If you were to tell me after the bodyfuck that was the Housecore HorrorFest event that I was going to enjoy myself at Fun Fun Fun Fest almost as much as I did at SXSW 2013, I would have laughed at you, spit in your face, stuck two fingers in your nose, and pulled up sharply. Not because I enjoy laughing/spitting/sticking(?), but because I straight-up would have felt incredulous at the idea. Festivals are so laborious, and omnipresent, these days that a few bad-laid plans can send even a seasoned curly fry like Gumshoe running to the hills, his balls nestled in a fruit-picker’s pail.
But that wasn’t the case, bro-slice. Fun Fun Fun has quickly become a machine so well-oiled KY is worthless; all you can do is slip-slide in and enjoy the onslaught of comedy, indie-rock, rap, metal, and… taco cannons. And I did. And we did. And you should have.

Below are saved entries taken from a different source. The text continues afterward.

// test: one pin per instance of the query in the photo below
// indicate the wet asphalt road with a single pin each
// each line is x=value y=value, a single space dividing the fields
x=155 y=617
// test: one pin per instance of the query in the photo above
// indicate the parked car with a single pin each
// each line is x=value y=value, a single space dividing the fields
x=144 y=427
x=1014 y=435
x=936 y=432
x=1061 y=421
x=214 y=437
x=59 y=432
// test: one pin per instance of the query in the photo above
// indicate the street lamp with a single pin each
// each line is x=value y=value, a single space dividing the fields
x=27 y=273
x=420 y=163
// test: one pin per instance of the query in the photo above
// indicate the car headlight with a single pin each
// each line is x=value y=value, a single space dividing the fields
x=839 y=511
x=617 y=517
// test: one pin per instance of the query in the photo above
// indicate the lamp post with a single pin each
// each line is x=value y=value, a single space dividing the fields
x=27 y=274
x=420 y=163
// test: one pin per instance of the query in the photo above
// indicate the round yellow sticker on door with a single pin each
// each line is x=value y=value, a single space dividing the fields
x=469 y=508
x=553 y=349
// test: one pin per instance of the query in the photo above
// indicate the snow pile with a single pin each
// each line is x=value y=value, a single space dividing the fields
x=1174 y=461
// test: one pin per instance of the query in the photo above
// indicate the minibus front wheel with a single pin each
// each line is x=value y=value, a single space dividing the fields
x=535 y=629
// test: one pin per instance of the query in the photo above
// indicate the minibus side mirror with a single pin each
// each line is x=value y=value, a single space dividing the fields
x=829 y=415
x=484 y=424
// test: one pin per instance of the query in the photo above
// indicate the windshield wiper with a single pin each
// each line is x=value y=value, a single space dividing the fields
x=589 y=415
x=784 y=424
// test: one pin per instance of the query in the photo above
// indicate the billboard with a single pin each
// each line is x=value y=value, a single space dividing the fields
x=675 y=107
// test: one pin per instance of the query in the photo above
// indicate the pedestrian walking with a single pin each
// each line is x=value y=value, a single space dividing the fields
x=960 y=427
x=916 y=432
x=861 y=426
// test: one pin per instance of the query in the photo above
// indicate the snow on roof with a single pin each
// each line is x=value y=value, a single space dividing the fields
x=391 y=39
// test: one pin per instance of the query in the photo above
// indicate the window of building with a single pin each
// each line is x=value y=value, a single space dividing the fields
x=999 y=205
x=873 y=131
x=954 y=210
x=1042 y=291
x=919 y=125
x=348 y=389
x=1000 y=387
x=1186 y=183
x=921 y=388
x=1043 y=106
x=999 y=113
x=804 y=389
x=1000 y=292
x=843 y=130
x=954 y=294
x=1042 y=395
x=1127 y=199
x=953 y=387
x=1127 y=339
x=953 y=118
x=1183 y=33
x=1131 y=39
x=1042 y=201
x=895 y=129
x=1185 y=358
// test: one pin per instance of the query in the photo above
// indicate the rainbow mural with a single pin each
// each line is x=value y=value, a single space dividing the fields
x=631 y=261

The following is not a paid testimonial:
Patton Oswalt: Is there a single Christmas-movie scene more fun than that provided by Oswalt and Kal Penn via the holiday installment of the Harold and Kumar series? There’s Oswalt, playing a department-store Santa that sells weed, getting racked “right in the sugar plums” and baking up in the mall parking lot. That’s the image of Oswalt I’ve had in my head over the last few years because I’ve blocked out the last time I saw him perform, at the Sup Pop reunion celebration, as he, somehow, wasn’t very funny. Which was discouraging at the time (and it was five years ago or so) because I didn’t imagine previously that he even knew how to not be funny. But good news is afoot, fellers! Oswalt, circa 2013, kicks out the comedy jams without a hint of the relationship-heavy banter that befouled his Sup Pop set. He also made a sport of ripping on the bands playing at the adjacent stage (“He [Kurt Vile] must be standing in a wading pool of soy milk or something” was one barb, followed by, “Oh shit is that Kurt Vile? I love Kurt Vile!”), flexing a bit of his improv muscle while reeling the crowd in with his flawlessly verbose prepared bits. ‘Twas a win.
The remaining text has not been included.